At last count - for the 12-month period ended June 30 - the Treasury Department's Financial Crimes Enforcement Network said financial institutions had filed 62,084 SARs. But Mr. Sharick said that number could grow to more than 75,000 within two years.

And FinCEN director James Freis didn't disagree. He told the meeting that the number of reports filed in the current 12-month reporting period might reach the total number of SARs filed over the last decade. Already, he added, the number of filings have increased threefold in the 10-year period ended in 2006.

Lending further credence to the belief that much of the fraud for profit is taking place at the hands of organized crime, Mr. Freis also said his agency has noticed a direct link between mortgage fraud and money laundering.

"Mortgage fraud is a highly moving target that requires the disposition of large sums of cash," he said. "These are often interconnected. These are not separate things. Profits need to be integrated into the financial system."

The FinCEN director said there is a direct connection between loan fraud and the money services business, particularly check-cashing operations. He also mentioned securities dealers and insurance agents as other potential conduits.

Another speaker, Scott Brower, the U.S. attorney for Nevada, told the conference that even with the change in administrations in Washington, mortgage fraud "will be on our radar screens for the foreseeable future.

"We're trying to get ahead of the problem, but I'm not sure anybody in law enforcement can," Mr. Brower said. "We're just scratching the surface. We're likely to be very, very busy for months and years to come."

He also said fraud is a priority within the Department of Justice, just as it is with Treasury.

Jeffrey Klurfeld, the Western regional director of the Federal Trade Commission, spoke of his agency's enforcement actions, particularly against companies that promise to save the homes of financially troubled borrowers.
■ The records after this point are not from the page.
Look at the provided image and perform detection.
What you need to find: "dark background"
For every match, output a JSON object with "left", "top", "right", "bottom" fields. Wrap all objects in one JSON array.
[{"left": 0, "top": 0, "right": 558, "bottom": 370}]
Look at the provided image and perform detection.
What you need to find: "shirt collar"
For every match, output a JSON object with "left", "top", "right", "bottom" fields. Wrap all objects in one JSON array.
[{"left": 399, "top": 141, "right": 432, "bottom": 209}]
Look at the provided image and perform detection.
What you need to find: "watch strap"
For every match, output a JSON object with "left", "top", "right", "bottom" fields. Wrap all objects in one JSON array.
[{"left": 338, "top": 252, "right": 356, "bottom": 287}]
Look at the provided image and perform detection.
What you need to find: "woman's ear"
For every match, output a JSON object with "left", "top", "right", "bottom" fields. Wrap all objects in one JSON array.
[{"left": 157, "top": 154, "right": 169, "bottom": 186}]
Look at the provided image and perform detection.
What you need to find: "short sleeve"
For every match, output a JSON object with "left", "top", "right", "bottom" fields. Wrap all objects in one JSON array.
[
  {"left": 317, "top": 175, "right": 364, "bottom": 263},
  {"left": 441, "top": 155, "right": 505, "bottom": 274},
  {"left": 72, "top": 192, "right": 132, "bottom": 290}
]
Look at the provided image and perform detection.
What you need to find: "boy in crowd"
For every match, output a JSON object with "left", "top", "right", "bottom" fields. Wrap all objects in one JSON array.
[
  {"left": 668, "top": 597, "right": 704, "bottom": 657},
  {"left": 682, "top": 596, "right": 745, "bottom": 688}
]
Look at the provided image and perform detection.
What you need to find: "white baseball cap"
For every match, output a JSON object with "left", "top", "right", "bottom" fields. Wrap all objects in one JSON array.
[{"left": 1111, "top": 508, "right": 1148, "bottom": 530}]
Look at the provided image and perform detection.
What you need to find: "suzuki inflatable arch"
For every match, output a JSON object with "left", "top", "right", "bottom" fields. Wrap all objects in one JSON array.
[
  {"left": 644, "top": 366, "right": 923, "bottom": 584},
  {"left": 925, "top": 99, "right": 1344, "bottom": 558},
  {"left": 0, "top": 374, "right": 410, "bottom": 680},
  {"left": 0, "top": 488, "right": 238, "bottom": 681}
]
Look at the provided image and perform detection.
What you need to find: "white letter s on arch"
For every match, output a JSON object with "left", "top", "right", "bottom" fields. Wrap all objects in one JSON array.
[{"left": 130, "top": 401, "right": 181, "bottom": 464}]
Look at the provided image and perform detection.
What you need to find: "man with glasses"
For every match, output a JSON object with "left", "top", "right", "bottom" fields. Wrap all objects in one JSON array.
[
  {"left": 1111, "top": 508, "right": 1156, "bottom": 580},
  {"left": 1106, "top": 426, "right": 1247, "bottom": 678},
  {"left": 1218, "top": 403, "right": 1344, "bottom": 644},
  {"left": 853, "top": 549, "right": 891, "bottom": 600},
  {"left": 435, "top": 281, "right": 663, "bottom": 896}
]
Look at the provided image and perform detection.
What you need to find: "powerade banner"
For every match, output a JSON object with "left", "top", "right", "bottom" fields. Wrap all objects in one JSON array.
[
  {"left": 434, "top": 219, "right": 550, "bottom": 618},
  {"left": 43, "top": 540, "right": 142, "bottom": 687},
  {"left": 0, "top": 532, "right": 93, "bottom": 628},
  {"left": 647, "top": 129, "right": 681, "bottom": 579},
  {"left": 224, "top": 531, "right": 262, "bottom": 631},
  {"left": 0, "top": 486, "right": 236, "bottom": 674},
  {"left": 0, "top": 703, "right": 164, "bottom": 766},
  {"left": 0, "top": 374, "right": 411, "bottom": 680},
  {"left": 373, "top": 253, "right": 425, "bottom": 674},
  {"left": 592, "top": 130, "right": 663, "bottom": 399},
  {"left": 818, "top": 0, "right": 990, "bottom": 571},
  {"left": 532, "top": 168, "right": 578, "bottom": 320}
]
There has been "a substantial increase in complaints" against such companies, he said.

But he singled out those that charge consumers thousands of dollars under the premise that the firms will work with the borrower's lender to renegotiate the terms of their loans, only to tell them in the end to file for bankruptcy.

"Rarely have I seen a fraud as heartless as this," the FTC official said. Those who perpetrate this swindle "deserve a special place in the gallery of rogue scam artists."

Mr. Sharick, the MARI spokesman, said fraud is likely to increase if only because those who have lost jobs in the technology and banking fields due to the recession will be forced to find income.

"Once a crime of opportunity," he said, "fraud is now a crime of necessity."